第11話

二時間目のチャイムも鳴った頃、大体の場所の紹介をしてもらった彩華。

 今度はどこに連れていかれるのかと思っているとたどり着いたのが、

「……生徒会室?」

「たぶんねー、今日はここにいるかなと思ってね!」

 ガチャりとなんの躊躇いもなく黒紅がドアを開けて中に入る。

 神無月と東雲も何も気にしない顔をするので入っていいものなのか……と思いながら中に入れば、ロイヤルブルーの壁に白が輝く上品な家具が置かれてる。

「うわ……凄い綺麗な部屋……」

「生徒会は全生徒が校内異種格闘技大会にて上位の成績を納めた方が務めているんです。特に会長はこの校内で優勝を納めていますのでかなりお強いんですよ」

 神無月が説明してくれるなか、東雲と黒紅はソファの方へ向かっている。

「あの、神無月……さん?」

「お好きにお呼びください」

「えっと神無月、二人はなんでソファに行ってるの?」

「それは行ってみれば分かりますよ」

 ニコッと笑う神無月を見ても分からず二人のいるソファの方へ足を運べばちらりと誰かの足が見える。

 (誰か寝てる?)

「月白さん……」

「悠ちゃーん!おーきーてー!」

 ゆさゆさと女の子二人に揺らされてるいる男の子は一言で言えば美形だ。

 輝く白い髪は儚いイメージを醸し出している。
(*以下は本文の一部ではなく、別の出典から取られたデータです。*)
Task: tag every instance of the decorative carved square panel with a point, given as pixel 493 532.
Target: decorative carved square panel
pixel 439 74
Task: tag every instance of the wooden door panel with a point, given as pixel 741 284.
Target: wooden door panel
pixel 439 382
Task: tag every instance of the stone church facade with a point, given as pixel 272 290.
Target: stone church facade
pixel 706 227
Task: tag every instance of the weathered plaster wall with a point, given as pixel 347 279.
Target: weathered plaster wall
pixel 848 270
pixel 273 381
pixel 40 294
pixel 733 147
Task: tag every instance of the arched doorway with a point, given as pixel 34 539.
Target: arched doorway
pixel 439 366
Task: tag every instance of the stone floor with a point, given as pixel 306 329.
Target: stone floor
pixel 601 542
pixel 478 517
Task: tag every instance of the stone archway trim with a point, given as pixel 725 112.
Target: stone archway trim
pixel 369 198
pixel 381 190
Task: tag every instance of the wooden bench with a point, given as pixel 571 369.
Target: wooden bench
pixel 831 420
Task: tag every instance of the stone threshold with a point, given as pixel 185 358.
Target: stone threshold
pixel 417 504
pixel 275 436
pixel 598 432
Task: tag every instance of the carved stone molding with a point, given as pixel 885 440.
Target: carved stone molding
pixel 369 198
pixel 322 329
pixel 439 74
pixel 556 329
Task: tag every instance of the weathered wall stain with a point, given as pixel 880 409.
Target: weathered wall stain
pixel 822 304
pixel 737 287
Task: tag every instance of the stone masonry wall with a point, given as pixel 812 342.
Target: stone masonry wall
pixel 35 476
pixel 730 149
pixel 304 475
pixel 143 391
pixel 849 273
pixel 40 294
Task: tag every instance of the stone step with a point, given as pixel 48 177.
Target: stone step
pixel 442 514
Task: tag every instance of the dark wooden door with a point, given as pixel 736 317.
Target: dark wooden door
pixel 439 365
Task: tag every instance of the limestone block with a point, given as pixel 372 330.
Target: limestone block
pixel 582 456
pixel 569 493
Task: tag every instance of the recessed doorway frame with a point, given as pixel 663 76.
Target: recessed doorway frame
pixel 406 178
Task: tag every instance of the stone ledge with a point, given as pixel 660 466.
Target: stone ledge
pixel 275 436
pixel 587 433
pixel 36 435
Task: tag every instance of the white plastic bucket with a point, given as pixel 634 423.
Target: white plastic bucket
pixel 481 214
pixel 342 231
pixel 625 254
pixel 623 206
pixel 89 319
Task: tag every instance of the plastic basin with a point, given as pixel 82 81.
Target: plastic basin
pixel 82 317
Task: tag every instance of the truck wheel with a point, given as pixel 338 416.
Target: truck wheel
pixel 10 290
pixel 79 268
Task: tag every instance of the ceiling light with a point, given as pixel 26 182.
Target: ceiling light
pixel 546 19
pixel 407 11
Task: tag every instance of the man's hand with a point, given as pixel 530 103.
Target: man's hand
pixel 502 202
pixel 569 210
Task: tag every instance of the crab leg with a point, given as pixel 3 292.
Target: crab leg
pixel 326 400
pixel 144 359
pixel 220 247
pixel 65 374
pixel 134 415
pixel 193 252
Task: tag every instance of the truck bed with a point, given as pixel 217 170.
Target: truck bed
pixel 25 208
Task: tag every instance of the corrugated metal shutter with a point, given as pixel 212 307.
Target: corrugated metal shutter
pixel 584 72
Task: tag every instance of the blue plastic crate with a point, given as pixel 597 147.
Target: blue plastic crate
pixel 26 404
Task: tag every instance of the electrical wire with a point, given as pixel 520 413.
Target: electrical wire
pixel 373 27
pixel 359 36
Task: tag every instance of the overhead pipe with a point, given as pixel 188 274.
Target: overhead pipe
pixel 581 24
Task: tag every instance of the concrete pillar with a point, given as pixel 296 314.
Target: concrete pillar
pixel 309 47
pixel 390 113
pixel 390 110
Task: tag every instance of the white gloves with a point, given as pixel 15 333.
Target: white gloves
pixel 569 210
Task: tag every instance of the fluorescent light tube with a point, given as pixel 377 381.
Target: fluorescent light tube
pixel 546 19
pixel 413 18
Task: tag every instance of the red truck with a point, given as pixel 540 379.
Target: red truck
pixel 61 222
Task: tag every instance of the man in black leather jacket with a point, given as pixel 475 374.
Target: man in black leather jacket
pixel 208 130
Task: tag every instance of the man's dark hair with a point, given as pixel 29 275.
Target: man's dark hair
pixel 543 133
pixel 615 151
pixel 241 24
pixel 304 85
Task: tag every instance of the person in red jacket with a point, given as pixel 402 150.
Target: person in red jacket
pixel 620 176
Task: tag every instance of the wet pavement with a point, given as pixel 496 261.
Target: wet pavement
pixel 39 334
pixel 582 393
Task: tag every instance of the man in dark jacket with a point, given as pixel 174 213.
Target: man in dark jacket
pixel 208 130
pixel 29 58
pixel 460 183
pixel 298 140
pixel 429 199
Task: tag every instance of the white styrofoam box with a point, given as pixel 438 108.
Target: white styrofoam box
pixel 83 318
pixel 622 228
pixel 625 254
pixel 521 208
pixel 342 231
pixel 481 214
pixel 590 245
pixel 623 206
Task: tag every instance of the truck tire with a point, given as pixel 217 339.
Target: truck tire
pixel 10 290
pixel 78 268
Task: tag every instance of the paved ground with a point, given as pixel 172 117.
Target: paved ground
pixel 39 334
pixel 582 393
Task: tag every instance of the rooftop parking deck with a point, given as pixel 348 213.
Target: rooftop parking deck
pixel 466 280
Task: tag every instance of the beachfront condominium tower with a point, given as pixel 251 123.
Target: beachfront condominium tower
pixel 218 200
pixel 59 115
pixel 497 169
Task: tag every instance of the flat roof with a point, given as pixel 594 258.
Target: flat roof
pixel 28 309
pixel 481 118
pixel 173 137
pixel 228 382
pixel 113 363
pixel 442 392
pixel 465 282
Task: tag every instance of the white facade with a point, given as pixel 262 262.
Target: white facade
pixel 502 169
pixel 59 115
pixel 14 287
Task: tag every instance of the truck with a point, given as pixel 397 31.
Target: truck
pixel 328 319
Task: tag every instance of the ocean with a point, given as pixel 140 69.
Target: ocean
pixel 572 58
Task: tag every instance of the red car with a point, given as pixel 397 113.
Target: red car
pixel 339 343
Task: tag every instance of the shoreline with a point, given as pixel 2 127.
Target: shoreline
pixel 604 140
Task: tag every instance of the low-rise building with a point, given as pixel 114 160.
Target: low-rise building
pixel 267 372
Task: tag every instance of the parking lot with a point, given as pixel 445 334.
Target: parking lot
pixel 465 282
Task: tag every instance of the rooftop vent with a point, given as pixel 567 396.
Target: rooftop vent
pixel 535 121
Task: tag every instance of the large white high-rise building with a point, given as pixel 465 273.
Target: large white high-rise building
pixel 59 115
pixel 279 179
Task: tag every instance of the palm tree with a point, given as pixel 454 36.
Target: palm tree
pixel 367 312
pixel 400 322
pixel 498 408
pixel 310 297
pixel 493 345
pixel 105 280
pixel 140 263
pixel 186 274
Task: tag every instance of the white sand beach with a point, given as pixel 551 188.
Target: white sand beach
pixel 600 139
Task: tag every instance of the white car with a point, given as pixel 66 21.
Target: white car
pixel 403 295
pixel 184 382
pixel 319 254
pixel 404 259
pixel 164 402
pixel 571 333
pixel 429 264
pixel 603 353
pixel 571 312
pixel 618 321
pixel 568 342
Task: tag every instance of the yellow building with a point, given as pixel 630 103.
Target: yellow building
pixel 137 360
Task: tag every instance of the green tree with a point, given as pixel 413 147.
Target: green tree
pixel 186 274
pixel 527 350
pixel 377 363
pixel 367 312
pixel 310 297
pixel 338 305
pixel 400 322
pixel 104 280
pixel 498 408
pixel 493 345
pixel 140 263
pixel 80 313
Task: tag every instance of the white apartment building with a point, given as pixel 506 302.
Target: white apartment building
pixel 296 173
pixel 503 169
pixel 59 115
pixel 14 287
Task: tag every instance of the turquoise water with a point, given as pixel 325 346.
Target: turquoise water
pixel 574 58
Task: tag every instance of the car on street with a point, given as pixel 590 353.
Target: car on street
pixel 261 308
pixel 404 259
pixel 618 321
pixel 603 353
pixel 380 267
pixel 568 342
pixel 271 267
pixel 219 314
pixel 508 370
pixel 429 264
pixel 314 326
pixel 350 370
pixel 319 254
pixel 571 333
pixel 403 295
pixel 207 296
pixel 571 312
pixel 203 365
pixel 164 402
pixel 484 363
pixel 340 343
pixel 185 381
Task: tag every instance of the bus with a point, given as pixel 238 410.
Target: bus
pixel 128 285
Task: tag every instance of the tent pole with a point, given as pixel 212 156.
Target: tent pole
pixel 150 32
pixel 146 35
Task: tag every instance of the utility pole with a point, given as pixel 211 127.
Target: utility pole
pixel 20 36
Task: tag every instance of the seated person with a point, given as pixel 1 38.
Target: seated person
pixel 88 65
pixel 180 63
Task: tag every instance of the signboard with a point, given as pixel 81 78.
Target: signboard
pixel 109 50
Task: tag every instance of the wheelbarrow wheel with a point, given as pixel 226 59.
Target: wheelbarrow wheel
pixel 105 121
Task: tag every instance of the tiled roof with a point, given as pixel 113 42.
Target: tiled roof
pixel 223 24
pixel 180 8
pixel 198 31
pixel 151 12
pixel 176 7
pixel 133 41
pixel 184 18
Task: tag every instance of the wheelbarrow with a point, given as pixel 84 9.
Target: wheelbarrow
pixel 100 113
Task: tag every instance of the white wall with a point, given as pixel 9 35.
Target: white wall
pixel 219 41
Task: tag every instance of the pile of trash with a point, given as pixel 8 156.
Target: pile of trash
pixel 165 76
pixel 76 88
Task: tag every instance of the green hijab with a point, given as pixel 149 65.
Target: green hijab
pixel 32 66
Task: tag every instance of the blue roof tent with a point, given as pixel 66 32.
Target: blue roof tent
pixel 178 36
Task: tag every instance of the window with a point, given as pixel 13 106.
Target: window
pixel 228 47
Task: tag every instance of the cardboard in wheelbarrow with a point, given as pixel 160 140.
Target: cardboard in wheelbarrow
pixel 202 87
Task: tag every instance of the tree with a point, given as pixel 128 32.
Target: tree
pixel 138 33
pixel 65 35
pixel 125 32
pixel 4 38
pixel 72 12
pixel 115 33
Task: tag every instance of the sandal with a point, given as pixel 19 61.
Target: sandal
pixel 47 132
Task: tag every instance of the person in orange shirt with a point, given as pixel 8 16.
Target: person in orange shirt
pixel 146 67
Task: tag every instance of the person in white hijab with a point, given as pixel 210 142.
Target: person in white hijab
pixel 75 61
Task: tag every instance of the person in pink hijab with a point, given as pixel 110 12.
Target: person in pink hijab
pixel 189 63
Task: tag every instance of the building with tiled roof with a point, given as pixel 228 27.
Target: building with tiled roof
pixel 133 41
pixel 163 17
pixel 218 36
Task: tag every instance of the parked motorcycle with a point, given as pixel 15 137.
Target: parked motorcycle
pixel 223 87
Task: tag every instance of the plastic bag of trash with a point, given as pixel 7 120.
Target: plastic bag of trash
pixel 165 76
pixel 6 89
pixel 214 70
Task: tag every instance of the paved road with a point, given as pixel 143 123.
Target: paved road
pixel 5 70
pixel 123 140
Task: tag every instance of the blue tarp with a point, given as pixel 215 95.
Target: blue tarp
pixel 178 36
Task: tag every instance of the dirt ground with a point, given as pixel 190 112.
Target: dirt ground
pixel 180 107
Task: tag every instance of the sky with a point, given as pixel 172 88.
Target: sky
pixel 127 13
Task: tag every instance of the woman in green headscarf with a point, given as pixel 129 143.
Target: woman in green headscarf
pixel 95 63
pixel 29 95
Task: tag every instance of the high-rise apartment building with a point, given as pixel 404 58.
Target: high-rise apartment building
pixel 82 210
しかし服装はかなりだらしない、ネクタイはゆるゆるでボタンも第二まで開けていてズボンもシワだらけだ。

「ん……んぅ……」

 モゾりと動いたかと思えばその腕が黒紅の方へ向かいそのまま引き寄せる。

 体制を崩した黒紅が男の子の胸の上にのしかかるような形になるがそれでも黒紅達は何も気にせず起こそうとしてる。

「あの、黒紅……ああえっとお嬢?は大丈夫なの?」

「大丈夫ですよ。そろそろ起きるでしょうし」

「ん……んん……」

 そう言っていると男の子が目を覚ましたのか目を擦り少しずつ開けていく。

 鮮烈な赤い目がやけに目につく。

「……真宵……?おはよう……」

「うんおはよ、悠ちゃんまた授業サボってたでしょ〜もう、生徒会長なんだからしっかりして欲しいんだけどなぁ」

「美羽も……おはよう」

「おはよう、ございます……?こんにちは?」

 仲良くお話してる三人からお花がポンポン出てるのを感じる。

「ず、随分仲がいいのね……あの人は一体?黒紅組にはいなかったけど組の人?」

「ああ、黒紅組ではございませんよ。彼は月白悠様、月白組の組長で真宵お嬢の婚約者ですよ」

「……え!?月白組の!?しかもお嬢の婚約者!!?」

「……君は……」

 のそりと月白が立ち上がり彩華の前に立つ。

「あ、えっと一応黒紅組に入った皇……」

 自己紹介をしてる途中、だと言うのに体が引き寄せられ、

 月白に抱きしめられた。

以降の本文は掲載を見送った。